Parce qu’il va falloir encore cette année écouter les poncifs de Tonton Michel, voici un petit guide de survie à consulter sous la table de Noël et quelques conseils de lectures/podcasts à consulter dès maintenant.
Vous passez la journée à écouter “All I want for Christmas” de Mariah Carey ? Il ne reste que quelques jours avant de finir votre calendrier de l’Avent ? Vous n’avez encore trouvé aucun cadeau ? Bravo, vous êtes officiellement dans le rush de Noël. Qu’on adhère ou non à ces festivités de la consommation et du p’tit Jésus, difficile de passer à côté de ce mastodonte de fin d’année sponsorisé par Amazon, le foie gras et surtout les réunions de famille interminables… Voici donc quelques arguments de survie pour vos retrouvailles (si votre famille est parfaite et que vous n’êtes pas en possession d’un oncle réac, je vous invite tout de même à lire cet article car j’y ai glissé les résultats du prochain tirage loto).
Patience est mère de vertu
Avant de monter sur vos grands chevaux parce que…
- vos parents ont acheté un SUV
- votre frangin vous traite de wokiste
- votre tante rafole de foie gras
- votre oncle pense que l’écologie c’est un truc de bobo
- votre neveu déteste le cadeau fait-main que vous lui avez concocté
- tout ça à la fois
… Prenez une grande inspiration. Quand on veut sensibiliser ses proches il faut y aller en douceur et préférer encourager plutôt que donner des leçons. Soyez ouvert·e au dialogue, écoutez ces gens bizarres qui font partie de votre famille : le dialogue est votre meilleur allié. Et en attendant, quelques éléments de réponses à la terrible FAQ familiale de Noël…

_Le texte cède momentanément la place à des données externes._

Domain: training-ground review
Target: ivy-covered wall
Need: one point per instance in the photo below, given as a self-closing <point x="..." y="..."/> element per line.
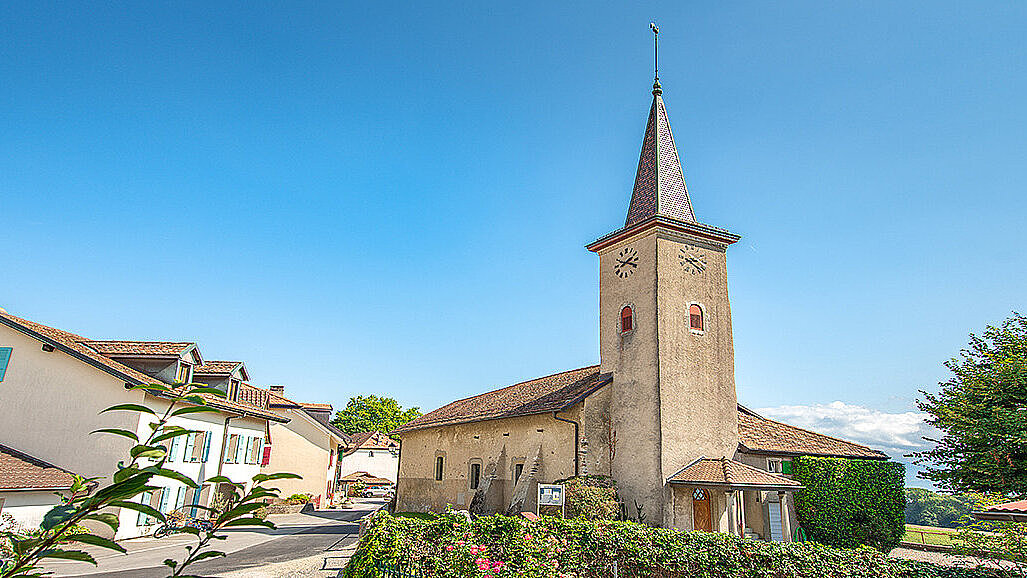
<point x="848" y="503"/>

… Prenez une grande inspiration.
“Oh tu nous embêtes avec tes histoires de réchauffement, à quoi ça sert de faire des petits gestes alors que ce sont les Chinois qui polluent ?”
On commence très fort avec une belle sortie de tonton Michel dès l’apéro. Certes la Chine est le plus gros émetteur de gaz à effet de serre (en cause, son énergie au charbon), mais si l’on regarde l’empreinte carbone par habitant, elle est deux fois moins élevée que celle d’un Américain. Par ailleurs, quand on achète des produits “Made in China” on contribue de la même façon à la pollution du pays. Ce serait donc chouette de ne pas rejeter la faute sur les autres alors qu’on est tous dans le même bateau (le Titanic, YAY). Le réchauffement climatique est bien là et on doit tous et toutes s’y mettre, même à un niveau individuel : les “petits gestes” peuvent nous permettre de baisser jusqu’à 25 % de notre empreinte carbone, y’a de quoi se motiver non ?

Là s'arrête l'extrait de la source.